What makes a great leader? Is it dedication? Intelligence? Empathy? Some magic combination of these skills? Generations of leaders have searched for an answer to this question, each bringing their own beliefs to their direction.
Last fall, we featured three great TED Talks on hiring and leadership. But our quest to learn the secrets of great leadership is an unending one. To quote Mahatma Gandhi, “A small body of spirits fired by an unquenchable faith in their mission can alter the course of history.”
With that, here are five more inspiring talks on leadership.
Author, public speaker, and consultant Simon Sinek specializes in leadership and management, but he’s an ethnographer by training. In Sinek’s experience, the key to great leadership is in one’s ability to inspire. In this presentation, Sinek explains his “golden circle,” and how to inspire great actions and even greater results.
There is no book on leadership, but Fields Wicker-Miurin has the next best thing – stories that lead by example. In her talk, Wicker-Miurin shares the stories of three passionate leaders from across the world that had no experience or education in management, but ignited real change.

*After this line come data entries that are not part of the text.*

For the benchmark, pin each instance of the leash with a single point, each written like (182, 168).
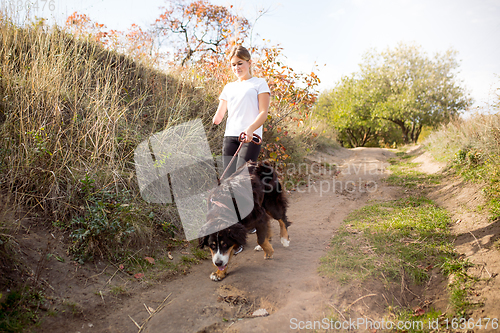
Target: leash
(255, 140)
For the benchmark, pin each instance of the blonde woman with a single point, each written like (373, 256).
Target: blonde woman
(246, 101)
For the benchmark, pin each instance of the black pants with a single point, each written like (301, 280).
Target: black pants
(248, 152)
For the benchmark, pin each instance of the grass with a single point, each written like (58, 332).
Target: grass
(472, 148)
(397, 239)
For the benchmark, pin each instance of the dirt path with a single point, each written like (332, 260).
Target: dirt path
(288, 286)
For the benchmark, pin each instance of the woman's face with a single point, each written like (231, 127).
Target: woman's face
(241, 68)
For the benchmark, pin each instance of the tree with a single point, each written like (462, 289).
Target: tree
(413, 90)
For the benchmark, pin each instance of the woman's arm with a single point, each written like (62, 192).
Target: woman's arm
(264, 100)
(221, 111)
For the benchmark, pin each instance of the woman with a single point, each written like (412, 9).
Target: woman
(247, 103)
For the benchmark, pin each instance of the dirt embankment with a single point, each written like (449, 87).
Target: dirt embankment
(288, 286)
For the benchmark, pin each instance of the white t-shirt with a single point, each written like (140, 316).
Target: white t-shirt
(243, 104)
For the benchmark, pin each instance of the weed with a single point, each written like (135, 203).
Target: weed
(118, 290)
(102, 228)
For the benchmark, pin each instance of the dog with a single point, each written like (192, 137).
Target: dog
(269, 200)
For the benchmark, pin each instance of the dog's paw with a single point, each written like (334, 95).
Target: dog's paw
(214, 277)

Against all odds, with little time for communication or organization, this four-star general had to figure out the key to leadership faster than he thought possible. In his talk, Stanley McChrystal, former commander of U.S. and International forces in Afghanistan, muses on the challenges of unifying people from different ages, skill sets, and experiences – and how personal connections reign king.
Are we preparing people to lead in the 21st century? To Roselinde Torres, the answer is no. Reflecting on her 25 years of experience observing great leaders, she asserts that traditional leadership assessments often lead us down the wrong path, and explains the three crucial questions we need to ask to find the real leaders-in-the-making.
After years of conducting orchestras in Europe, Itay Talgam turned to conducting people. In his talk, Talgam discusses how the key to successful conducting is to learn to trust your musicians and develop a partnership for success – and how you can use the same principals to create perfect harmony in your team.